One day Persephone was picking flowers when Hades, the king of the underworld, seized her and carried her to his dark realm to be his bride. Grief-stricken, Demeter refused to let crops grow.  All of humankind would have starved had not Zeus ordered Hades to release Persephone. Hades let her go, but first he convinced her to eat some pomegranate seeds. Having once eaten the food of the underworld, Persephone could never be free of the place. Henceforth she was fated to spend part of each year with Hades. 

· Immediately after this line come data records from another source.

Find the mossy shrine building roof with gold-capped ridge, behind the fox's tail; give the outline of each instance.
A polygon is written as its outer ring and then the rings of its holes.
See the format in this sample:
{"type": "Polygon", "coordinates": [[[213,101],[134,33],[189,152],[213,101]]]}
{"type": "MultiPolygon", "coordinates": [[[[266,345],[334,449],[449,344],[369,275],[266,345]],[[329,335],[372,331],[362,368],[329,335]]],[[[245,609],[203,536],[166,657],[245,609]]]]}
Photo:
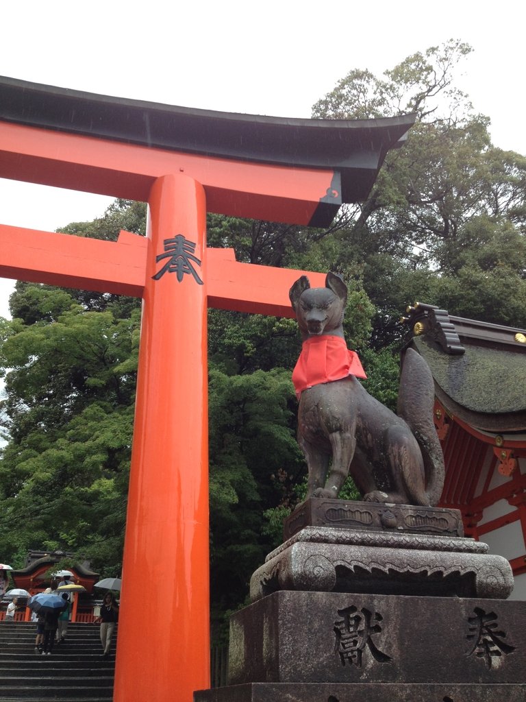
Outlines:
{"type": "Polygon", "coordinates": [[[405,323],[452,416],[489,432],[526,430],[526,331],[417,303],[405,323]]]}

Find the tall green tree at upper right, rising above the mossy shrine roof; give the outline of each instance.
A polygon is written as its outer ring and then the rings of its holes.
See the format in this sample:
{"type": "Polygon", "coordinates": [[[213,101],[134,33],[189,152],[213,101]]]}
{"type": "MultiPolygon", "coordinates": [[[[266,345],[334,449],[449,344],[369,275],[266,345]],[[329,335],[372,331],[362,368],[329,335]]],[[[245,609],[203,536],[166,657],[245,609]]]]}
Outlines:
{"type": "Polygon", "coordinates": [[[455,88],[457,65],[470,51],[451,40],[382,78],[355,69],[313,107],[313,117],[335,119],[417,113],[367,201],[346,208],[332,233],[340,265],[361,267],[377,310],[377,350],[400,343],[398,317],[416,300],[487,322],[526,324],[525,158],[494,147],[489,119],[455,88]]]}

Dante Gabriel Rossetti's painting of Persephone - model Jane Morris       

When Persephone goes back to Hades, the world turns barren, but when she returns to her mother, the earth produces flowers, fruit, and grain. Thus this ancient Greek myth gave rise to an explanation for the seasons.

I love the sculptural shape and form of a pomegranite, and the way that it's protective crimson leathery shell safely carries its cargo of shiny red seeds, resembling a jeweller's pouch filled with rubies.

We were both thrilled and delighted when we opened one of our presents on Christmas morning which contained a painting of a pomegranite. A gift that had been especially painted for us by one of our greatly loved granddaughters.